Re: [Question] bpf map value increase unexpectedly with tracepoint qdisc/qdisc_dequeue

From: Yafang Shao <laoar.shao@gmail.com>
To: Andrii Nakryiko <andrii.nakryiko@gmail.com>
Cc: Wu Zongyong <wuzongyong@linux.alibaba.com>, bpf <bpf@vger.kernel.org>
Subject: Re: [Question] bpf map value increase unexpectedly with tracepoint qdisc/qdisc_dequeue
Date: Thu, 14 Apr 2022 09:50:10 +0800	[thread overview]
Message-ID: <CALOAHbAvikKyrSTm6J9YSP0-7ifkxku2q2FeUsZMyxYdDdCqpg@mail.gmail.com> (raw)
In-Reply-To: <CAEf4BzYvBHwsFrp52ZqhP=H1WDdpEeovJcgctv2nioAvBg6FBw@mail.gmail.com>

On Thu, Apr 14, 2022 at 8:25 AM Andrii Nakryiko
<andrii.nakryiko@gmail.com> wrote:
>
> On Wed, Apr 13, 2022 at 12:08 PM Wu Zongyong
> <wuzongyong@linux.alibaba.com> wrote:
> >
> > Hi,
> >
> > I tried to count when tracepoint qdisc/qdisc_dequeue hit each time, then read
> > the count value from userspace by bpf_map_lookup_elem().
> > With bpftrace, I can see this tracepoint is hit about 700 times, but the count
> > I get from the bpf map is below 20. It's weird. Then I tried to add a bpf_printk()
> > to the program, and the count I get is normal which is about 700.
> >
> > The bpf program codes like that:
> >
> >         struct qdisc_dequeue_ctx {
> >                 __u64           __pad;
> >                 __u64           qdisc;
> >                 __u64           txq;
> >                 int             packets;
> >                 __u64           skbaddr;
> >                 int             ifindex;
> >                 __u32           handle;
> >                 __u32           parent;
> >                 unsigned long   txq_state;
> >         };
> >
> >         struct {
> >                 __uint(type, BPF_MAP_TYPE_HASH);
> >                 __type(key, int);
> >                 __type(value, __u32);
> >                 __uint(max_entries, 1);
> >                 __uint(pinning, LIBBPF_PIN_BY_NAME);
> >         } count_map SEC(".maps");
> >
> >         SEC("tracepoint/qdisc/qdisc_dequeue")
> >         int trace_dequeue(struct qdisc_dequeue_ctx *ctx)
> >         {
> >                 int key = 0;
> >                 __u32 *value;
> >                 __u32 init = 0;
> >
> >                 value = bpf_map_lookup_elem(&count_map, &key);
> >                 if (value) {
> >                         *value += 1;
> >                 } else {
> >                         bpf_printk("value reset");
> >                         bpf_map_update_elem(&count_map, &key, &init, 0);
> >                 }
> >                 return 0;
> >         }
> >
> > Any suggestion is appreciated!
> >
>
> First, why do you use HASH map for single-key map?
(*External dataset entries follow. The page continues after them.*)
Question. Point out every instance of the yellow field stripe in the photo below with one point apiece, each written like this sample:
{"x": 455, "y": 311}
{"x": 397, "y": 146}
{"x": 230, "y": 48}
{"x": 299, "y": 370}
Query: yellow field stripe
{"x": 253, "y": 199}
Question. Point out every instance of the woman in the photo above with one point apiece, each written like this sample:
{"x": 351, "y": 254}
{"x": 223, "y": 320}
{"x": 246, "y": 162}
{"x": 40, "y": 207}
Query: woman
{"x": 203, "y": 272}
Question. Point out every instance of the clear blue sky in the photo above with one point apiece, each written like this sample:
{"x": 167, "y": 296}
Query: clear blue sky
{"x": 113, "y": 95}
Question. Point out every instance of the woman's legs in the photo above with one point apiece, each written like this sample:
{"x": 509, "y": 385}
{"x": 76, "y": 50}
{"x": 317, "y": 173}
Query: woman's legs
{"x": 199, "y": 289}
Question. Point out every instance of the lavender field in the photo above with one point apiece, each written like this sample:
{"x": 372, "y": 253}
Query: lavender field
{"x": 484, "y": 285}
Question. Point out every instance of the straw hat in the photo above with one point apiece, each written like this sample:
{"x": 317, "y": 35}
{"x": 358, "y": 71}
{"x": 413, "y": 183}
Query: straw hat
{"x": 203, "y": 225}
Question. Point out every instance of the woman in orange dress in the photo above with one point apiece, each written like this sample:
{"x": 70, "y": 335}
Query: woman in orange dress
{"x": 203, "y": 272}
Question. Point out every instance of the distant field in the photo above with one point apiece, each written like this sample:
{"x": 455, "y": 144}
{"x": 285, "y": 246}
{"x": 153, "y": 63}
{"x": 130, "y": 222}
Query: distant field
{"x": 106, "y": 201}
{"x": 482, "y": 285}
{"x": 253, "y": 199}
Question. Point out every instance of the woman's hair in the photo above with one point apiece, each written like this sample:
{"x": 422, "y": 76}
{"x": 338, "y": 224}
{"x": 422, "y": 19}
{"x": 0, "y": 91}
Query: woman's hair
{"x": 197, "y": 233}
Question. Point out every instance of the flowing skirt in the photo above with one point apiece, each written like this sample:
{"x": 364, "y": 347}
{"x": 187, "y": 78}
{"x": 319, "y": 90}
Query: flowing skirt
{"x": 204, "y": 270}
ARRAY would make
> more sense for keys that are small integers. But I assume your real
> world use case needs bigger and more random keys, right?
>
> Second, you have two race conditions. One, you overwrite the value in
> the map with this bpf_map_update_elem(..., 0). Use BPF_NOEXISTS for
> initialization to avoid overwriting something that another CPU already
> set. Another one is your *value += 1 is non-atomic, so you are loosing
> updates as well. Use __sync_fetch_and_add(value, 1) for atomic
> increment.
>
> Something like this:
>
> value = bpf_map_lookup_elem(&count_map, &key);
> if (!value) {
>     /* BPF_NOEXIST won't allow to override the value that's already set */
>     bpf_map_update_elem(&count_map, &key, &init, BPF_NOEXISTS);
>     value = bpf_map_lookup_elem(&count_map, &key);
> }
> if (!value)
>     return 0;
>
> __sync_fetch_and_add(value, 1);
>

Hi Andrii,

I'm curious that if we should do it as below,

new_value = *value + 1;
bpf_map_update_elem(&count_map, &key, &new_value, BPF_EXIST);

in case someone, e.g. bpftool, may delete this elem in parallel.

BTW, why don't we have a helper like bpf_map_lookup_elem_value() which
returns the value directly instead of the addr of the value ?

-- 
Thanks
Yafang